What, what, what? I can't see the video.

EDIT: I'm assuming it's the little girl driving her dads car, right?
 
No, it's a kid being run over by a van, really slow, and at least 5 people walking by who don't give a crap, and then a small truck runs the kid over for the second time.
 
shem
What, what, what? I can't see the video.

EDIT: I'm assuming it's the little girl driving her dads car, right?

No it's a lot worse...
A girl gets ran over by a small van, several people (both pedestrians and drivers) ignore the girl, clearly seeing that she is critically injured. At one point she gets ran over again. It's like the story of the good Samaritan, but with a little girl...
 
Difficult to understand for me. Although not certain if it is not possible in the rest of the world.
 
As mad as it sounds, I've seen worse, although I can't see that video on this post.

I've seen footage of a young woman hit by a motorcyclist. The woman was not seriously hurt, just a broken ankle or something minor, but enough that it would put her out of work for 6 months I guess. To avoid paying the compensation the guy on the motorcycle pulls out a knife and stabs her repeatedly until dead. Apparently it's a lot easier to do a life sentence than it is to pay compensation.

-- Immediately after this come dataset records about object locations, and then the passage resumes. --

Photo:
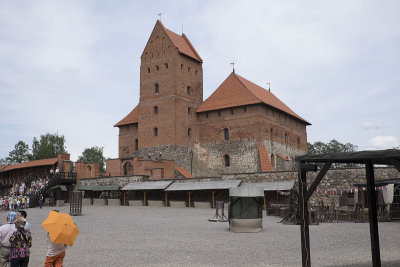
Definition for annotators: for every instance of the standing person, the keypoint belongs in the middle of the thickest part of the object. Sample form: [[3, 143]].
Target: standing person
[[23, 214], [41, 201], [20, 242], [6, 232]]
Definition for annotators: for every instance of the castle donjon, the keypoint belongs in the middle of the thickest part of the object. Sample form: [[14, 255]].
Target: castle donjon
[[173, 133]]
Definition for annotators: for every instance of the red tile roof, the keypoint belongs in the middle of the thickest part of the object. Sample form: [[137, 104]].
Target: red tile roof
[[132, 117], [182, 43], [184, 172], [266, 165], [28, 164], [237, 91]]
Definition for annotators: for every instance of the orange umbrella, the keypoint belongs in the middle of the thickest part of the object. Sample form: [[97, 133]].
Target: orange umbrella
[[61, 228]]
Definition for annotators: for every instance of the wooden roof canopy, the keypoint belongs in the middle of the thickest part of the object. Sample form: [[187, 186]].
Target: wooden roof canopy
[[369, 158]]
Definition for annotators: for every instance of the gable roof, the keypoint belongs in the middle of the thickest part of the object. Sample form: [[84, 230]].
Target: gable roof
[[28, 164], [237, 91], [181, 42], [132, 117]]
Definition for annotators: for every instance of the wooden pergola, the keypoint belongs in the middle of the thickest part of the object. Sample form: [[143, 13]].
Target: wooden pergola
[[368, 158]]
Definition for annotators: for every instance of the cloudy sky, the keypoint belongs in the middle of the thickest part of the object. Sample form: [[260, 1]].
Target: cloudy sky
[[72, 67]]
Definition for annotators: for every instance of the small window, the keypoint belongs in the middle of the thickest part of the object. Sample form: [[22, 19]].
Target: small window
[[226, 134], [227, 160]]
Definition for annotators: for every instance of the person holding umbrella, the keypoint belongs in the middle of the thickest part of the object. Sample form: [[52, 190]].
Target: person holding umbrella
[[20, 242], [61, 231]]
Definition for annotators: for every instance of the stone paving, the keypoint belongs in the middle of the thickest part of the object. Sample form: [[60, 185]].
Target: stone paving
[[151, 236]]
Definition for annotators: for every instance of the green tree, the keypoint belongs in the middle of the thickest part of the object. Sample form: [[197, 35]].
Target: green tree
[[48, 146], [93, 155], [19, 154]]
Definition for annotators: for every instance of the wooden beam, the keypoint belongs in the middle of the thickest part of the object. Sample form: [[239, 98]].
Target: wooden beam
[[304, 220], [372, 212], [317, 180]]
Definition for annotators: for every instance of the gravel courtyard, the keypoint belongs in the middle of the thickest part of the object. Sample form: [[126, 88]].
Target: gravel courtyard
[[150, 236]]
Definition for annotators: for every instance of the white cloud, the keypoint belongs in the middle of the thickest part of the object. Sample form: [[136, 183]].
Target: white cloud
[[369, 125], [384, 142]]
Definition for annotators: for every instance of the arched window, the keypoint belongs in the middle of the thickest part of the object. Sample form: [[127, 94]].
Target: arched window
[[227, 160], [226, 134]]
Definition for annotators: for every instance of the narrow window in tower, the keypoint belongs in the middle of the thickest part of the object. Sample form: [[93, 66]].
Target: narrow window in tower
[[226, 134], [227, 160]]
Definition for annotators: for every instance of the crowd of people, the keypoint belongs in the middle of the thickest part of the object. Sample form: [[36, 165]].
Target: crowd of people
[[19, 195]]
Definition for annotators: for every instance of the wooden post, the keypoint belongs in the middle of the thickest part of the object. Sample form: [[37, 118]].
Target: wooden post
[[373, 222], [304, 219], [213, 199]]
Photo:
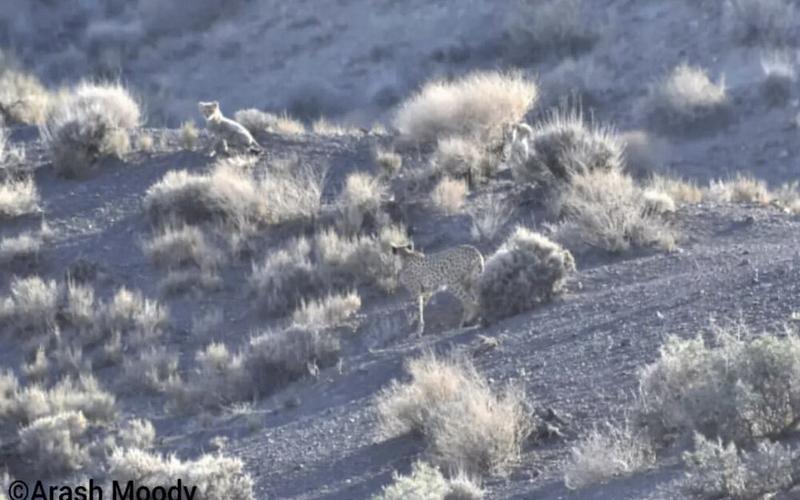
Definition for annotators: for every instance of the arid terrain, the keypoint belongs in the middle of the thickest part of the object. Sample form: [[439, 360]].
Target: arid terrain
[[234, 301]]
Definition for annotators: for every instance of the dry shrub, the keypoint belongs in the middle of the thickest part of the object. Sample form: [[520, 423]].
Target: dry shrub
[[427, 483], [463, 158], [259, 122], [91, 123], [32, 305], [22, 248], [687, 102], [563, 146], [177, 246], [715, 470], [448, 195], [527, 270], [780, 77], [736, 387], [465, 424], [490, 218], [760, 21], [18, 197], [227, 193], [389, 161], [215, 476], [23, 99], [54, 443], [360, 202], [293, 191], [328, 312], [605, 454], [285, 278], [480, 105], [607, 210], [681, 191], [550, 25]]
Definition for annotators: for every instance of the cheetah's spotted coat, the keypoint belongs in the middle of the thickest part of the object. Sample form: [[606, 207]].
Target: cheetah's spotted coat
[[456, 269]]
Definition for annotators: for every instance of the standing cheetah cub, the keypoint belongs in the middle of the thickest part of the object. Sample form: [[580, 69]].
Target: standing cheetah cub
[[456, 269], [226, 131]]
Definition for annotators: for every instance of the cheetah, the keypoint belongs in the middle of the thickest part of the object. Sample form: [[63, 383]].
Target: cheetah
[[456, 269], [226, 131]]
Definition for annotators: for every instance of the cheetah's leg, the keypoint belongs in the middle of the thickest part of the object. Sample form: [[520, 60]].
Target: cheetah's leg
[[421, 314]]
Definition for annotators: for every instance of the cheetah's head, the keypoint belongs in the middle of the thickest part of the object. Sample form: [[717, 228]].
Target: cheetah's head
[[208, 108]]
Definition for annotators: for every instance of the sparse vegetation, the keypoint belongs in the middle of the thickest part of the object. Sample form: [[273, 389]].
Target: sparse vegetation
[[463, 421], [551, 25], [526, 271], [18, 197], [603, 454], [360, 203], [448, 195], [427, 483], [760, 21], [564, 146], [478, 106], [259, 122], [91, 123], [780, 77], [609, 211], [737, 387], [687, 102], [715, 470], [216, 477]]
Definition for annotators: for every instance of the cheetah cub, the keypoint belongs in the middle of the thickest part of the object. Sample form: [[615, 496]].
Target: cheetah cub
[[226, 131], [456, 269]]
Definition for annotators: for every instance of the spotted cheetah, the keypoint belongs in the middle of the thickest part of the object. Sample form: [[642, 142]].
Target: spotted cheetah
[[456, 269], [226, 131]]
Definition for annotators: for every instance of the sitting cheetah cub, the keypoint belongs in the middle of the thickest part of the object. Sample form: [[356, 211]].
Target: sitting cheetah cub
[[456, 269], [226, 131]]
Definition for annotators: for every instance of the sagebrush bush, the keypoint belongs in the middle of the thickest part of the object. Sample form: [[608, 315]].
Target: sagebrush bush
[[465, 424], [448, 195], [737, 388], [564, 145], [22, 406], [226, 193], [551, 25], [607, 453], [760, 21], [259, 122], [31, 306], [286, 277], [177, 246], [427, 483], [360, 202], [687, 102], [463, 158], [479, 106], [328, 312], [609, 211], [715, 470], [53, 444], [780, 77], [527, 270], [215, 476], [92, 122], [23, 98], [18, 197], [22, 248]]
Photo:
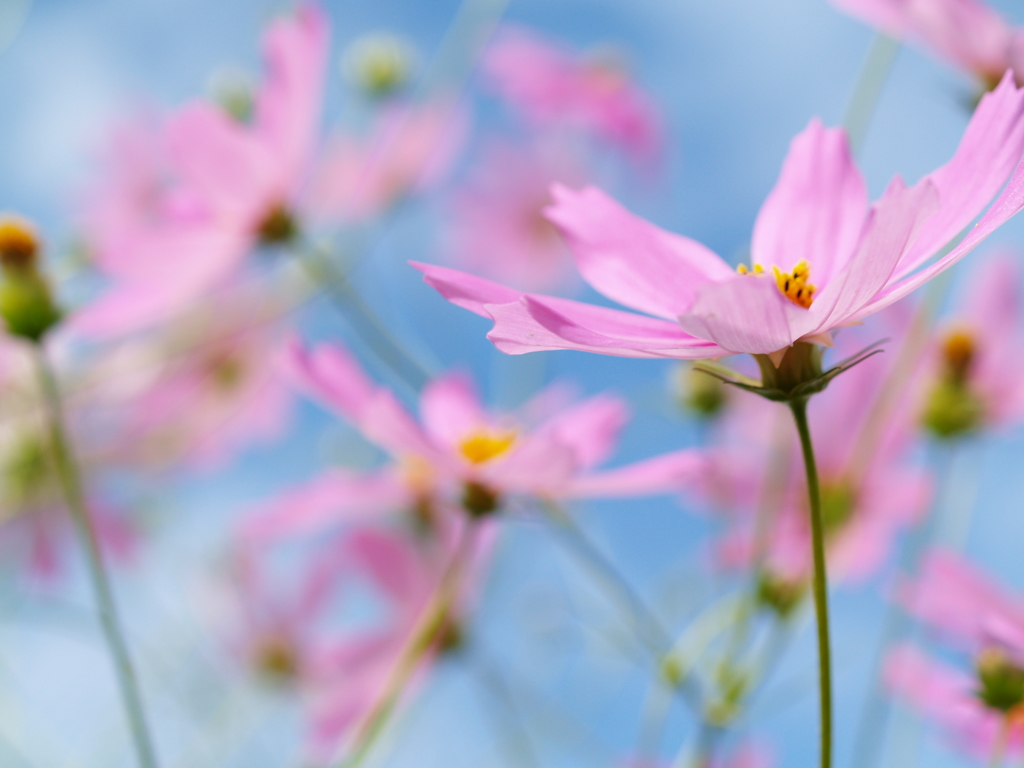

That's madness!
 
The reason no one helped is last time when a guy got chraged for helping a old lady that fell down.

ninemsn.com.au
More than a dozen passers-by ignored a two-year-old girl as she lay critically injured on a street in southern China after being run over twice, according to the state news agency Xinhua.

The incident has sparked outrage on China's hugely popular social media sites.

Graphic surveillance cameras showed a series of people walk past the girl, named Yue Yue, after she was hit first by a van and then a truck outside her family's shop in the southern Chinese city of Foshan.

Xinhua said a rubbish collector who finally came to the girl's aid, moving her to the curb and shouting for help, was ignored by several shopkeepers before he finally tracked down her mother who took her to hospital.

In response, one netizen on Sina Weibo, a Chinese micro-blog similar to Twitter, wrote: "This society is seriously ill. Even cats and dogs shouldn't be treated so heartlessly."

But others linked the incident to an earlier case in which a man who tried to help an elderly woman after she fell over was prosecuted, apparently because his intervention broke government rules on dealing with accident victims.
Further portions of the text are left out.